Francisco Santamatilde Pardo
[ Fotógrafo y marino | Santander, 1926 – 2024 ]

Nacido en el número 3 de la calle Lope de Vega de Santander, una placa colocada el 20 de febrero de 2025, le distingue como Ilustre de la ciudad. Estudió en el Colegio de los Escolapios y, posteriormente, realizó los estudios universitarios de Náutica y Máquinas. En 1944 embarca en Barcelona en el Transoceánico “Cabo de Hornos”, realizando viajes a Centroamérica y Sudamérica. Tras navegar en diferentes barcos españoles, en 1950 decide dedicarse a su verdadera vocación, la fotografía artística.

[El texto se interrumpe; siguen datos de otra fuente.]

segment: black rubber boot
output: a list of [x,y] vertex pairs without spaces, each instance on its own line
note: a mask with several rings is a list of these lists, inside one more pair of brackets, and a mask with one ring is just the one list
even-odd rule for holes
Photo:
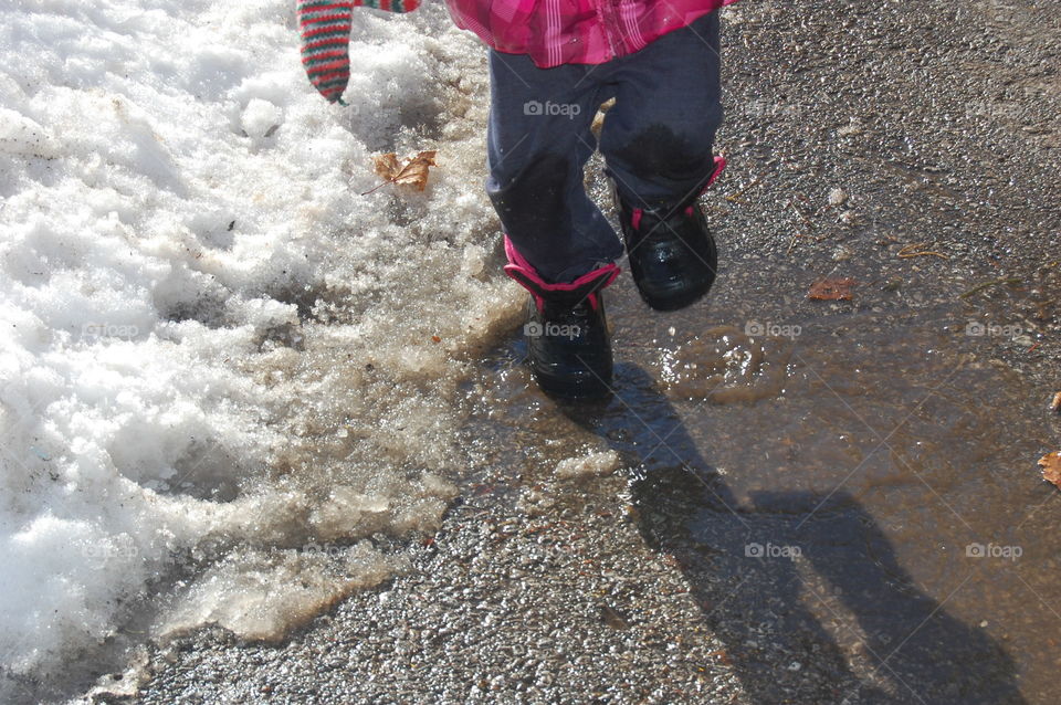
[[718,251],[700,206],[650,204],[633,208],[617,198],[641,298],[656,311],[676,311],[700,299],[715,282]]
[[[725,166],[725,159],[715,158],[715,170],[704,190]],[[706,294],[715,282],[718,251],[696,202],[700,193],[684,202],[648,202],[638,207],[619,196],[614,185],[612,192],[630,273],[641,298],[656,311],[676,311]]]
[[524,326],[527,356],[545,393],[564,399],[606,397],[611,391],[611,336],[601,290],[619,275],[614,264],[571,283],[550,284],[505,240],[505,273],[530,292]]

De Santamatilde tenemos que destacar su férreo compromiso con el patrimonio cultural de Cantabria, de modo especial con la conservación de las cuevas prehistóricas. De hecho, fue quien primero denunció en 1975 el deterioro de las pinturas rupestres de Altamira y consiguió, dos años después, despertar un interés social que derivó en el cierre de la cueva. En este sentido, la publicación de su obra Santillana (1964), cuya edición cuidó en todas sus fases y que obtuvo el premio del primer concurso Bahía de Santander, contribuyó a difundir su visión del problema. Destaca también su obra Santander (1974). A lo largo de su vida obtuvo distintos premios tanto por su fotografía como por algunas de sus publicaciones.

Como miembro y consejero del Instituto de Etnografía y Folclore de la Institución Cultural de Cantabria llevó a cabo numerosos trabajos, lo mismo con la fotografía que con la literatura o la cartelería. Así se ve en el libro La Madrid (1985), que publicó junto a Carmen González Echegaray, sobre la figura del presidente mexicano (1982-1988).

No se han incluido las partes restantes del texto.